Sunday, July 5, 2009
The Last Wish Review
There is a lot of hype around polish author Adrzej Sapkowski with his win in the inaugural David Gemmell legend award. As a result it was with high expectations that I read the first of his books that has been translated into English;The Last Wish. I was severally disappointed.
Last Wish follows the exploits of a Witcher, Geralt. Witchers are taken as children and are changed and trained to fight monsters. At times Geralt comes across as a fairly interesting character, slightly reminiscent of Harry Dresden but all too often his actions are downright strange and unexplained. The book is divided into a few short stories that follow Geralt’s exploits that are loosely tied together by his time recuperating under the care of his friend the priestess Nenneke after a particularly nasty scuffle with a striga. Presumably most of these episodes are the protagonist’s reminisces by that is certainly not clear. Each of these short stories seems to revolve around fairy tales, including snow white and beauty and the beast with some intense twists. It is difficult to see if there was any point at all to the book. There are some social commentaries applicable to modern society, such as people being more inhuman to other people than the monsters, but they seem pretty basic. Perhaps they would make more sense set against the backdrop of the late 80’s and early 90’s Poland but I don’t know enough about the issue to comment.

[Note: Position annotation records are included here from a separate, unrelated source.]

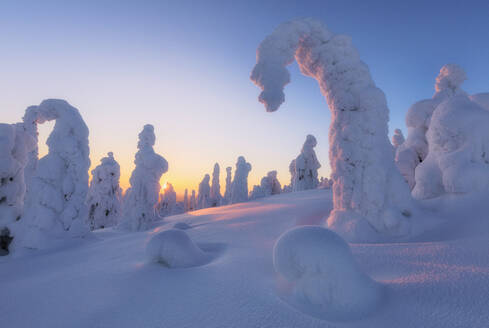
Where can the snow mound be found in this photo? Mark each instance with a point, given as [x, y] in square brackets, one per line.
[326, 278]
[174, 249]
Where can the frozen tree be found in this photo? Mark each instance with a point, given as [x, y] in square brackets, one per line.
[215, 193]
[55, 202]
[186, 204]
[371, 199]
[269, 185]
[203, 199]
[105, 194]
[397, 138]
[415, 149]
[227, 193]
[239, 187]
[168, 202]
[193, 202]
[458, 157]
[141, 198]
[15, 144]
[304, 169]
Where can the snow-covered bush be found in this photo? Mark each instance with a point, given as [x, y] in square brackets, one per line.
[203, 198]
[168, 202]
[174, 249]
[458, 158]
[371, 199]
[215, 193]
[325, 276]
[104, 194]
[269, 185]
[397, 138]
[193, 202]
[304, 169]
[186, 204]
[227, 194]
[239, 186]
[415, 148]
[15, 144]
[55, 202]
[141, 198]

My biggest criticism is of the actual writing itself. It is terribly awkward and messy and at times hard to follow. Sentences are often overly long and poorly ordered. I don’t know if this is the Sapkowski’s fault or that of the translator Stok and who knows it might be considerably better in the original Polish. The dialogue of the characters is also overly simplistic and at times makes it hard to relate to them. If I was just handed the book without a cover I would have assumed it was someone’s first go at writing, it really was that bad. Due to the writing I almost gave up fifty pages into the book, I’ve only ever done that twice before in my life. There is also an attempt at humor which comes across as crude most of the time.

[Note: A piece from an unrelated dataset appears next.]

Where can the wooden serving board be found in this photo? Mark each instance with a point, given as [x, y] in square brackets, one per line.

As things stand I won’t be giving Blood of Elves a try, David Gemmell award or not. The Last Wish has just put me off of Sapkowski that much. The only way this will change is if someone whose opinion I trust tells me that these flaws aren’t prevalent in the rest of his books. I really hope that most of these are the result of translation, otherwise I really have to question Polish taste in literature. Although I wander if English books come across this badly when translated to other languages. In sum I do not recommended this book.4.5/10.